The big change in the last 20 years is that trucks are no longer hard to drive, and you don't have to be a proper truck driver to operate one, as against drive it.
I started on the big stuff in the 70's, tail end of the old era with rough old motors that had no air assistance of anything, no power steering, crash boxes and we roped and sheeted our loads often after hand balling 20 tons onto a flat deck in the pouring rain.
There was also little money in it unless you were born into the right family to get one of the few dead mans shoes jobs going, to make good money you worked all hours God sent and lived like a tramp...hence the old term tramping.
Fewer and fewer old school proper lorry drivers left out there, many of the newer drivers didn't come up through the ranks or the hard way, they used their redundancy money to get an easy well paid job as they saw it, and in some cases had their training paid for by the state.
Many started driving trucks when it became easy, and don't have any pride in their job or their courteous treatment of other road users, and use the vehicle as a weapon in many cases to bully their way about.
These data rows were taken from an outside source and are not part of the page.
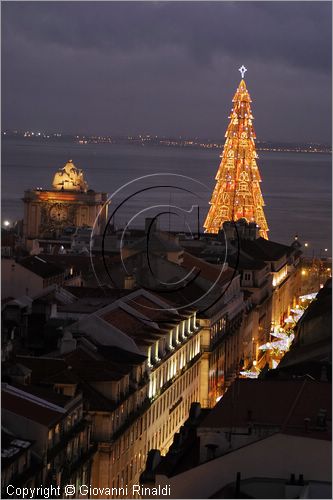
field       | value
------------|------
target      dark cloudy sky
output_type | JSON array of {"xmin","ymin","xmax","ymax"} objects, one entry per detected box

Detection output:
[{"xmin": 2, "ymin": 1, "xmax": 331, "ymax": 142}]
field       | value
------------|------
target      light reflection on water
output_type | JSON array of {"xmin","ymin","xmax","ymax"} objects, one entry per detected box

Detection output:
[{"xmin": 2, "ymin": 140, "xmax": 331, "ymax": 254}]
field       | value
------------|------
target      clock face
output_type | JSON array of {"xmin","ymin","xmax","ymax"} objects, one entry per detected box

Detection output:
[{"xmin": 50, "ymin": 205, "xmax": 68, "ymax": 222}]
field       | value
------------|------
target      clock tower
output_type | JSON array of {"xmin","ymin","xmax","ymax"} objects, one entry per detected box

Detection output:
[{"xmin": 23, "ymin": 160, "xmax": 108, "ymax": 240}]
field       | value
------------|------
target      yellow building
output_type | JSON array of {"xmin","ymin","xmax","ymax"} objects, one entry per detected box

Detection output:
[{"xmin": 23, "ymin": 160, "xmax": 107, "ymax": 241}]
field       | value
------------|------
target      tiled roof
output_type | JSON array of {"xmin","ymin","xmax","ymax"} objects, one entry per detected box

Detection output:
[
  {"xmin": 200, "ymin": 379, "xmax": 332, "ymax": 440},
  {"xmin": 127, "ymin": 295, "xmax": 179, "ymax": 324},
  {"xmin": 1, "ymin": 386, "xmax": 65, "ymax": 427},
  {"xmin": 101, "ymin": 307, "xmax": 161, "ymax": 345},
  {"xmin": 64, "ymin": 286, "xmax": 132, "ymax": 303},
  {"xmin": 182, "ymin": 252, "xmax": 234, "ymax": 285},
  {"xmin": 18, "ymin": 255, "xmax": 64, "ymax": 278},
  {"xmin": 1, "ymin": 428, "xmax": 33, "ymax": 469}
]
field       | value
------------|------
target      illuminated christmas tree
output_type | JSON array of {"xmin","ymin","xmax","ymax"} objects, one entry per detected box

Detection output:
[{"xmin": 204, "ymin": 66, "xmax": 268, "ymax": 239}]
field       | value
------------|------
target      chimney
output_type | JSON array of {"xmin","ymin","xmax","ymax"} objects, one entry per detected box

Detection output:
[
  {"xmin": 145, "ymin": 217, "xmax": 157, "ymax": 234},
  {"xmin": 59, "ymin": 330, "xmax": 77, "ymax": 354}
]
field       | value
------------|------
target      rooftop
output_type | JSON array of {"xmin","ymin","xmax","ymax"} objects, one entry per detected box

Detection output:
[
  {"xmin": 18, "ymin": 255, "xmax": 64, "ymax": 279},
  {"xmin": 200, "ymin": 379, "xmax": 332, "ymax": 439}
]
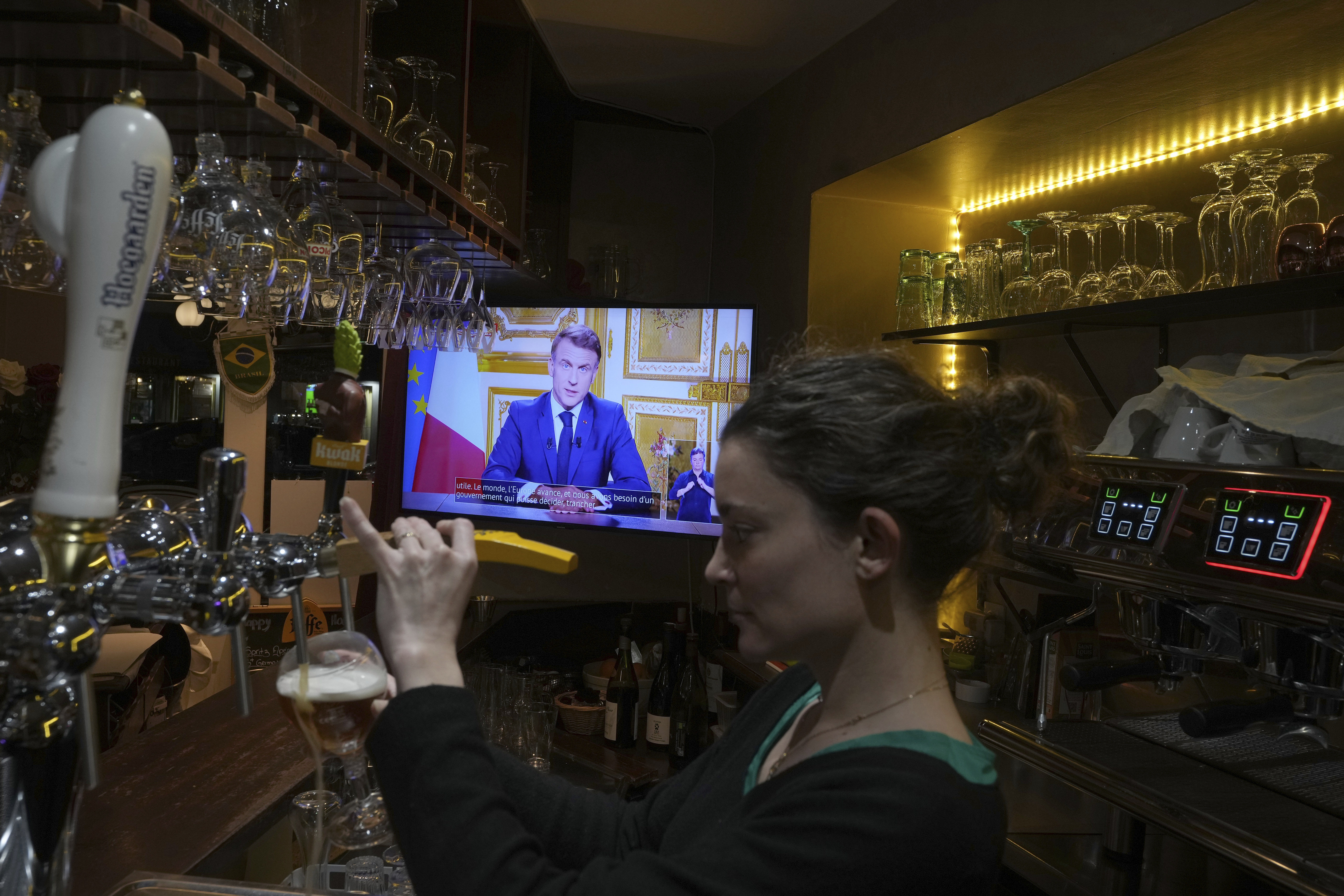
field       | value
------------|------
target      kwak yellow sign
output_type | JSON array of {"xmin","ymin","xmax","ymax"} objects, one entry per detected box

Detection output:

Not all obviously and there's some decent people still doing the job, but a badly driven truck stands out a mile and we all get tarred with the same brush.
I suppose the standards of behaviour only reflect the standards of behaviour of car/bike/bus drivers and indeed pedestrians as thats what many present truck licence holders were but a few months previously, courtesy long gone and maybe seen as weakness by some, accidentally jostle someone in the street/pub where it would have been a mutual 'sorry' is now possibly a reason for someone to get violent, same on the road.
Car drivers courtesy is disappearing too, make room, put yourself out for several car drivers and the chances are the driver of the 5 series Beemer is the only one likely to acknowledge, yes i find BMW drivers to be among the most courteous on the road.
Situation, following a line of traffic t'other day behind a tractor, the tractor driver pulled into a clearing to allow us to go by, mine was the only toot of the hooter heard and mine the only hand i saw raised in thanks, reciprocated by the surprised chap.
Courtesy and manners cost nothing and has it's own rewards, i doubt we'll see it's resurgence, but the odd times encountered are a treat.